Nadia 27 ans, célibataire
« Je suis restée deux ans avec un homme qui me faisait miroiter le mariage jusqu’au jour où je me suis aperçue qu’il me menait en bateau. A force de décaler la date de nos fiançailles, j’ai fini par mettre fin à notre relation. Je ne souhaitais plus perdre de temps, puisque chaque minute est précieuse pour une femme qui atteint la trentaine. Il y a environ un mois, j’ai accepté la demande officielle de l’ami à mon frère qui me convoitait depuis tant d’années et que je n’osais pas regarder auparavant. Après m’être autant sacrifié pour une personne, je pense mériter d’être heureuse auprès d’un homme qui saura prendre soin de moi mais qui surtout saura m’aimer.»
Hakima, 34 ans mariée
« Après de nombreux échecs amoureux, j’ai vu mes opinions sur le mariage changer. J’ai rencontré mon mari par le biais d’une amie, lors d’un dîner organisé. Au début, je dois avouer que je ne lui ai pas mené la vie facile, mais au fil du temps, voyant qu’il tenait à moi malgré mon fort caractère, je me suis laissée aller et me suis confortée dans l’idée qu’il ferait certainement un bon mari et qui plus est, un bon papa. Au bout de cinq ans de mariage, je suis heureuse de découvrir que je ne me suis pas trompée. Je suis une femme et une maman comblée ! »
Warda, 31 ans célibataire
« Mes histoires d’amour ont presque réussi à m’écœurer de la vie en couple.

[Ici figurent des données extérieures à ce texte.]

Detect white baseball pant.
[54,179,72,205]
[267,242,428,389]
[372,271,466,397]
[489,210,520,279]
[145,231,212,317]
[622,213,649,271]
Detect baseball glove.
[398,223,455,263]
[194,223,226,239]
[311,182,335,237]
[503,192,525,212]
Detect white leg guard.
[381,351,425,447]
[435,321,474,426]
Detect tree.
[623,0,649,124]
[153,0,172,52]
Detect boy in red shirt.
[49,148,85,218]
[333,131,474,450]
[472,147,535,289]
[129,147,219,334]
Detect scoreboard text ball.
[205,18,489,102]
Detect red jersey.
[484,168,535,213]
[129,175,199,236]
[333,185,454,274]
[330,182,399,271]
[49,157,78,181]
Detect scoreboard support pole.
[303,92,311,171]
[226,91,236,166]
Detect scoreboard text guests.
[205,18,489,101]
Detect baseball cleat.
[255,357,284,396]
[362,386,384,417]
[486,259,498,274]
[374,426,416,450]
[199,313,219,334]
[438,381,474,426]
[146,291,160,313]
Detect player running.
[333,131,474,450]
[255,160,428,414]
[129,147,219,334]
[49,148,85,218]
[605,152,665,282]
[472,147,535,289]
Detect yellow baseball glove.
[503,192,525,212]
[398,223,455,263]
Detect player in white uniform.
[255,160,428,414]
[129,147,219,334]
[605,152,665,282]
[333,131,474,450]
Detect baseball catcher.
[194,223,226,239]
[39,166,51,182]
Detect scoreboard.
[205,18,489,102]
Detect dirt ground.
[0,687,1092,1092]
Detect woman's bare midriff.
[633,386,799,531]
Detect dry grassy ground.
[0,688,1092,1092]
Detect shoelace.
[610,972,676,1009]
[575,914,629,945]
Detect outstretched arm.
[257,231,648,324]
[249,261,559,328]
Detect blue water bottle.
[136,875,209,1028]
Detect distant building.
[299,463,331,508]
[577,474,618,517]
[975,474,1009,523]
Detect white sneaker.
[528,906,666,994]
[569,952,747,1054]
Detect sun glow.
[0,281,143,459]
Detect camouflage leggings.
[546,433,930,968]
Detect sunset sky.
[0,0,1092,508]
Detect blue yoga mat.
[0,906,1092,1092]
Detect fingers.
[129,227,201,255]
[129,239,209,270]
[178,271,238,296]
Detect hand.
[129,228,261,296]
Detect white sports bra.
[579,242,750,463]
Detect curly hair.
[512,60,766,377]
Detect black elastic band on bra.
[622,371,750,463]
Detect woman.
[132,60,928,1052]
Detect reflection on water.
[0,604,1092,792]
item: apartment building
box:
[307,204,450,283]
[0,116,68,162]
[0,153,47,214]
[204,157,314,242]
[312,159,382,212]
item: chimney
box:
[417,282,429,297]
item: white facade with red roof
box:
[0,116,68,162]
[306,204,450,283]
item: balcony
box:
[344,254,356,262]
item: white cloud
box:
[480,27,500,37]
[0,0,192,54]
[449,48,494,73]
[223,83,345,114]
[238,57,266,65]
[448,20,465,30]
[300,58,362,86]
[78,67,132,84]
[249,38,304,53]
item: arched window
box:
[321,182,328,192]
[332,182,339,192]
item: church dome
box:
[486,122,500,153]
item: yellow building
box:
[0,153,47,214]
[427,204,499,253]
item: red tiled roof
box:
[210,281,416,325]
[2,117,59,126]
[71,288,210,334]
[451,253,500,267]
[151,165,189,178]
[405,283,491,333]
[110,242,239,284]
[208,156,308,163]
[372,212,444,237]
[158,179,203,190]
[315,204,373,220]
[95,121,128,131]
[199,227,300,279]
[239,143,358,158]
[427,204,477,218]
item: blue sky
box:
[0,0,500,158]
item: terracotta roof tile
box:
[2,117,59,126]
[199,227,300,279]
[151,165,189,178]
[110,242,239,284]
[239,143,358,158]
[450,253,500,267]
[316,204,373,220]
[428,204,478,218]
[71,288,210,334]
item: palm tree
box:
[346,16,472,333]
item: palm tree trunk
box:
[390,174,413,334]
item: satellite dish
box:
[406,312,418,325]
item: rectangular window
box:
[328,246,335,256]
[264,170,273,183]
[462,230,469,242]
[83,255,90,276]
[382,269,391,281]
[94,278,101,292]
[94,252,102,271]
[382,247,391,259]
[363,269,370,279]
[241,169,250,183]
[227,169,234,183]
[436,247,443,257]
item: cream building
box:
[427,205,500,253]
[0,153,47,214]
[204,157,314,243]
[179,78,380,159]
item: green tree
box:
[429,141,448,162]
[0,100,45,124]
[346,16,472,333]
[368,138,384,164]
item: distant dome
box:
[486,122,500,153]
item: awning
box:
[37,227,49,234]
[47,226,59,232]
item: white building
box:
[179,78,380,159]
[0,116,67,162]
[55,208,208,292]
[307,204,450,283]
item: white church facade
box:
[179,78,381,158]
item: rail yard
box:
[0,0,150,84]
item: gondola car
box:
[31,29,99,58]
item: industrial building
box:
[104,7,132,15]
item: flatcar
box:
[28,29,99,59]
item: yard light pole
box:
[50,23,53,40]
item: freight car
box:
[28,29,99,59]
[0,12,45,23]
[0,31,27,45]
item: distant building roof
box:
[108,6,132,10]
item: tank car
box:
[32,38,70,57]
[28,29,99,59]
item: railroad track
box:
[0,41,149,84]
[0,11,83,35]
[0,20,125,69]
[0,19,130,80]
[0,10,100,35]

Fort heureusement, j’ai su me ressaisir et avec l’âge, j’ai compris que chaque personne traverse des épreuves sentimentales différentes et que le prince charmant ne se trouve pas forcément au détour d’une ruelle. J’ai donc fini par accepter de rencontrer plusieurs soupirants par le biais de mes parents. Lorsqu’une une femme n’a pas réussi à trouver elle-même son compagnon de vie, elle doit mettre toutes les chances de son côté afin de rencontrer la bonne personne. Les intermédiaires, sont à mes yeux, la meilleure solution.»